Les parties seront déboutées du surplus de leurs demandes formées au titre des dépens et des frais irrépétibles ainsi que de leurs autres demandes plus amples ou contraires.
PAR CES MOTIFS
Le Tribunal, statuant publiquement par jugement contradictoire et en premier ressort, mis à disposition des parties par le greffe,
DÉCLARE la S.C.I. PARDES PATRIMOINE et la S.A.R.L. [8] responsables des préjudices subis par le syndicat des copropriétaires de l’immeuble sis [Adresse 1] à [Localité 11] sur le fondement des troubles anormaux du voisinage,
CONDAMNE in solidum la S.C.I. PARDES PATRIMOINE et la S.A.R.L. [8] à faire procéder à la dépose de la gaine d’extraction d’air vicié installée dans la cour intérieure de l’immeuble sis [Adresse 1] à [Localité 11], sous astreinte de 500 euros par jour de retard passé le délai de deux mois suivant la signification du présent jugement,
DIT que l’astreinte précitée courra pendant quatre mois et sera, le cas échéant, liquidée par le juge de l’exécution, conformément aux dispositions de l’article L. 131-3 du code des procédures civiles d’exécution.

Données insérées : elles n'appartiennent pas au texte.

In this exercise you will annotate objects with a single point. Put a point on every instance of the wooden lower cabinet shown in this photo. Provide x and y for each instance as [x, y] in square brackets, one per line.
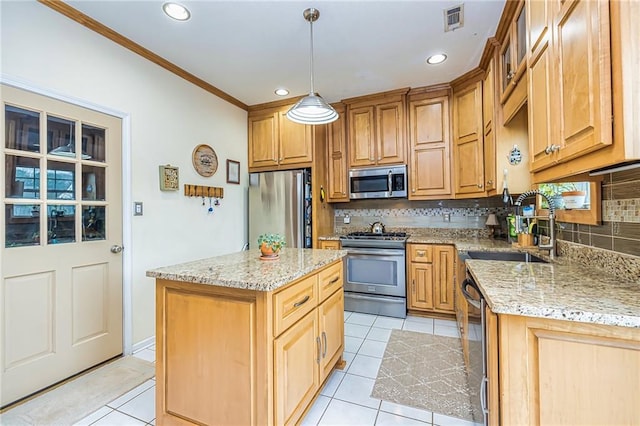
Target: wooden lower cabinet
[224, 355]
[296, 355]
[554, 372]
[431, 278]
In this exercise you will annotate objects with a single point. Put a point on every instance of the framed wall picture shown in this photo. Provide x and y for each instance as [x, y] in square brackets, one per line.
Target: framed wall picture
[233, 171]
[169, 178]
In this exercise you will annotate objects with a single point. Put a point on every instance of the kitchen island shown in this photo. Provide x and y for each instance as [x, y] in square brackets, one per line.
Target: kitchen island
[240, 340]
[563, 343]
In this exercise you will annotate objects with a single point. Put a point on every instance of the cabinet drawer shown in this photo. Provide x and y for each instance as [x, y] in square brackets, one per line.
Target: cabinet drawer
[421, 253]
[329, 280]
[294, 302]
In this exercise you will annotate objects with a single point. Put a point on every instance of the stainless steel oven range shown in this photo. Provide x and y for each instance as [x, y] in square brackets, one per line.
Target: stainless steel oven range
[375, 273]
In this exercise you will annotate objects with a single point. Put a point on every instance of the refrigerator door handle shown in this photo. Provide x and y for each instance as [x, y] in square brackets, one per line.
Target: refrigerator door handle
[300, 209]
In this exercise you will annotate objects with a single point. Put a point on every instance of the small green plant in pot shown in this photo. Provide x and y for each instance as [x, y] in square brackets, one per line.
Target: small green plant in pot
[270, 244]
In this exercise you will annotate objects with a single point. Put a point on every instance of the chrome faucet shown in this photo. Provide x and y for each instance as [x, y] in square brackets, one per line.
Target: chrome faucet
[551, 246]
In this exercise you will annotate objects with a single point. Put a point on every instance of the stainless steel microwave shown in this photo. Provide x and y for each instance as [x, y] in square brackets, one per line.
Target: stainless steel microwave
[378, 182]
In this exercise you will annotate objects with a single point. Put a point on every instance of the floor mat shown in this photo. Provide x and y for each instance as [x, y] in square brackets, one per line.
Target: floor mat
[426, 371]
[72, 401]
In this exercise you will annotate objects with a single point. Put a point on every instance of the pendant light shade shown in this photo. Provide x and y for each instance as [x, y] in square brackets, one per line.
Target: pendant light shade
[312, 109]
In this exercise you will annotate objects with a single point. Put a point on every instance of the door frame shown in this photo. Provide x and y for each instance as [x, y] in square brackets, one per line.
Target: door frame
[127, 204]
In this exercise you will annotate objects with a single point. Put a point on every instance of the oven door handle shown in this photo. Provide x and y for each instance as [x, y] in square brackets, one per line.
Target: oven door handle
[375, 252]
[469, 283]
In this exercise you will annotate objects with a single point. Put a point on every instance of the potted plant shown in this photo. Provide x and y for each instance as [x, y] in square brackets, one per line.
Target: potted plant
[270, 245]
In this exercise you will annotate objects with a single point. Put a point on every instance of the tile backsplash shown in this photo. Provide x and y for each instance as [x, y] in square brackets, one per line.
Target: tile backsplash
[399, 214]
[619, 231]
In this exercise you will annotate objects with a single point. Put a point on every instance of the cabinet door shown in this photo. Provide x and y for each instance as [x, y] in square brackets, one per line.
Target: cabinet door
[444, 264]
[361, 136]
[329, 244]
[421, 281]
[337, 160]
[468, 144]
[295, 371]
[331, 314]
[582, 48]
[540, 109]
[390, 133]
[295, 141]
[263, 140]
[429, 148]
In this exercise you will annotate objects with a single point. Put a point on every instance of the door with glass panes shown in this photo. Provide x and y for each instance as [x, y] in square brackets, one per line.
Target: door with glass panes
[61, 295]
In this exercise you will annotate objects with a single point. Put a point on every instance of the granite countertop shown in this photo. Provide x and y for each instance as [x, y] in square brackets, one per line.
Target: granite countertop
[245, 269]
[557, 291]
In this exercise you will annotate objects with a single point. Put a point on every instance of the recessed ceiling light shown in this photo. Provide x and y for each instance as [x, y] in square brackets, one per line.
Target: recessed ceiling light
[176, 11]
[436, 59]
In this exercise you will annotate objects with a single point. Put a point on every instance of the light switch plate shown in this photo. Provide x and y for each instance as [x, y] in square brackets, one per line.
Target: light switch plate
[137, 208]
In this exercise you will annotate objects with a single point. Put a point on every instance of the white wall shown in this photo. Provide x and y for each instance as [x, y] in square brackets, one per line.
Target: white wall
[169, 117]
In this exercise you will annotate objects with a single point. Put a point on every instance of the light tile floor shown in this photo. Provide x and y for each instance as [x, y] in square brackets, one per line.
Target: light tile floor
[344, 400]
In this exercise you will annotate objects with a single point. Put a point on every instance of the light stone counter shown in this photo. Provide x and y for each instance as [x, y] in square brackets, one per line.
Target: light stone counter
[246, 270]
[557, 291]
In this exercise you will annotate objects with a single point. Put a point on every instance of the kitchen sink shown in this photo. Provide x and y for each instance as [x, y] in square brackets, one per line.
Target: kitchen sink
[513, 256]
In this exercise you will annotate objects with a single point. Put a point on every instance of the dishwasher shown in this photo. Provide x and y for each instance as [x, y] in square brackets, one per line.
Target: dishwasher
[477, 368]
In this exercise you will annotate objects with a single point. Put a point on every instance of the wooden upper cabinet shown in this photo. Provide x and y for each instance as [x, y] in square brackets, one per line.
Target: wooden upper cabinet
[468, 141]
[570, 85]
[390, 132]
[538, 15]
[338, 181]
[377, 129]
[295, 141]
[582, 49]
[362, 147]
[263, 140]
[513, 53]
[488, 120]
[276, 141]
[429, 147]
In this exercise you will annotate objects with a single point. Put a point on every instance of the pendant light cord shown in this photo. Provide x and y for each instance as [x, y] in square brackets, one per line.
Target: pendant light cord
[311, 54]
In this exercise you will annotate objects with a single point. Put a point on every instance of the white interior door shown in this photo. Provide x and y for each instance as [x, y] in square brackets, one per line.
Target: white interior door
[61, 295]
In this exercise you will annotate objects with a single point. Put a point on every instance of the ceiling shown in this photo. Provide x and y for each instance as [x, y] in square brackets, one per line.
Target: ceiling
[247, 49]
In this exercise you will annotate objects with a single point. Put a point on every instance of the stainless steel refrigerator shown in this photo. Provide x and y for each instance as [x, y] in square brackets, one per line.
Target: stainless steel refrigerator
[280, 203]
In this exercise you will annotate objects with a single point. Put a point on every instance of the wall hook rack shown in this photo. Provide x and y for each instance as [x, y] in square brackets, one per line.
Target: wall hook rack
[203, 191]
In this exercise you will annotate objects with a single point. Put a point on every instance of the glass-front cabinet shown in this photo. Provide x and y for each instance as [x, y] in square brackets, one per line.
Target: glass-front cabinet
[55, 179]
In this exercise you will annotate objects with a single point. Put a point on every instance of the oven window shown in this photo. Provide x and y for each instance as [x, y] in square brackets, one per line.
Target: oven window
[398, 182]
[369, 184]
[372, 271]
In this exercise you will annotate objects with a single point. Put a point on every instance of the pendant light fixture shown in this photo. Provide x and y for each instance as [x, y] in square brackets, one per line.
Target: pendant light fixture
[312, 109]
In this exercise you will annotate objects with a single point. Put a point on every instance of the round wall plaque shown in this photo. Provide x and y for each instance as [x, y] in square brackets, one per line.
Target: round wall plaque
[205, 160]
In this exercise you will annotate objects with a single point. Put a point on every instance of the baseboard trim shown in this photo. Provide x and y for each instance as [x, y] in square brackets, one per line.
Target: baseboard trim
[144, 343]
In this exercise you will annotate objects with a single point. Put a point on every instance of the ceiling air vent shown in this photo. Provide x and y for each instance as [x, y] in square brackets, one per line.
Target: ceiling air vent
[454, 18]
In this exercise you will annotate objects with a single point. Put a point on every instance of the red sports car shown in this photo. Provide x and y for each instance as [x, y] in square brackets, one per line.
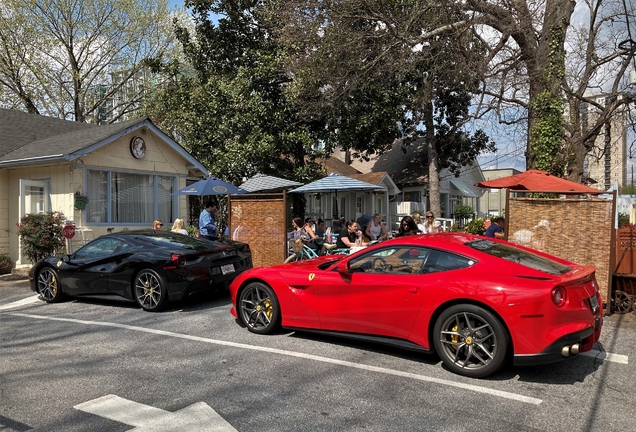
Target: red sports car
[471, 299]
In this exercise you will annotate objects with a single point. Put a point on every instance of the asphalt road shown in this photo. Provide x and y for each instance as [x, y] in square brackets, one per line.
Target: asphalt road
[59, 361]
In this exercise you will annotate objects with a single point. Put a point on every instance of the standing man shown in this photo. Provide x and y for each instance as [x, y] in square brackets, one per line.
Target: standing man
[495, 230]
[207, 222]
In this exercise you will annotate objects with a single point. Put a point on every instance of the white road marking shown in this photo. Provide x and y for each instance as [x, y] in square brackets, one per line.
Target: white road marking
[463, 386]
[33, 299]
[145, 418]
[616, 358]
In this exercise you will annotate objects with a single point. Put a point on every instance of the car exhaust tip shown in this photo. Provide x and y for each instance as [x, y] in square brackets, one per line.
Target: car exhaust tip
[565, 351]
[573, 350]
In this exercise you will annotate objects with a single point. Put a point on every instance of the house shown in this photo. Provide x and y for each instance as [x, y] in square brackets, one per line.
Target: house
[408, 170]
[129, 172]
[352, 205]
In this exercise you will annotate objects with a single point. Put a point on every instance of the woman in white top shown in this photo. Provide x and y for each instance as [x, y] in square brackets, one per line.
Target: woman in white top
[375, 229]
[177, 227]
[431, 225]
[418, 221]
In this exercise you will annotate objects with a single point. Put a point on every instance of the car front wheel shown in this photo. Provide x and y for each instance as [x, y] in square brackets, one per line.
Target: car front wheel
[150, 290]
[471, 341]
[259, 309]
[48, 285]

DIT que l’ensemble des travaux de dépose sera réalisé aux frais exclusifs de la SCI PARDES PATRIMOINE et de la SARL [8],
Décision du 23 Janvier 2025
8ème chambre 2ème section
N° RG 21/03523 – N° Portalis 352J-W-B7F-CT6KG
DÉBOUTE le syndicat des copropriétaires de l’immeuble sis [Adresse 1] à [Localité 11] de sa demande tendant à être autorisé à procéder par lui-même, aux frais exclusifs de la S.A.R.L. [8] et la S.C.I. PARDES PATRIMOINE, à la dépose de l’intégralité de la colonne d’extraction d’air vicié, ainsi que du surplus de ses demandes relatives à cette colonne d’extraction d’air vicié,
CONDAMNE in solidum la S.C.I. PARDES PATRIMOINE et à la S.A.R.L. [8] à payer au syndicat des copropriétaires de l’immeuble sis [Adresse 1] à [Localité 11] la somme de 15.000 euros à titre de dommages et intérêts en réparation des préjudices subis par la collectivité des copropriétaires,
DÉBOUTE le syndicat des copropriétaires de l’immeuble sis [Adresse 1] à [Localité 11] du surplus de ses demandes indemnitaires,
CONDAMNE la S.A.R.L. [8] à garantir, à proportion de 50 %, la S.C.I. PARDES PATRIMOINE des condamnations pécuniaires prononcées à son encontre dans le cadre du présent jugement, en principal, frais et accessoires, en ce compris les dépens et les frais irrépétibles,
CONDAMNE in solidum la S.C.I. PARDES PATRIMOINE et la S.A.R.L. [8] aux entiers dépens,
CONDAMNE in solidum la S.C.I. PARDES PATRIMOINE et la S.A.R.L. [8] à payer au syndicat des copropriétaires de l’immeuble sis [Adresse 1] à [Localité 11] la somme de 7.000 euros au titre des dispositions de l’article 700 du code de procédure civile,
DÉCLARE le syndicat des copropriétaires de l’immeuble sis [Adresse 1] à [Localité 11] irrecevable en sa demande formée au titre de la répartition entre copropriétaires des condamnations et indemnités allouées,
RAPPELLE que l’exécution provisoire du présent jugement est de droit,
DÉBOUTE les parties du surplus de leurs demandes formées au titre des dépens et des frais irrépétibles ainsi que de leurs autres demandes.
Fait et jugé à Paris le 23 Janvier 2025.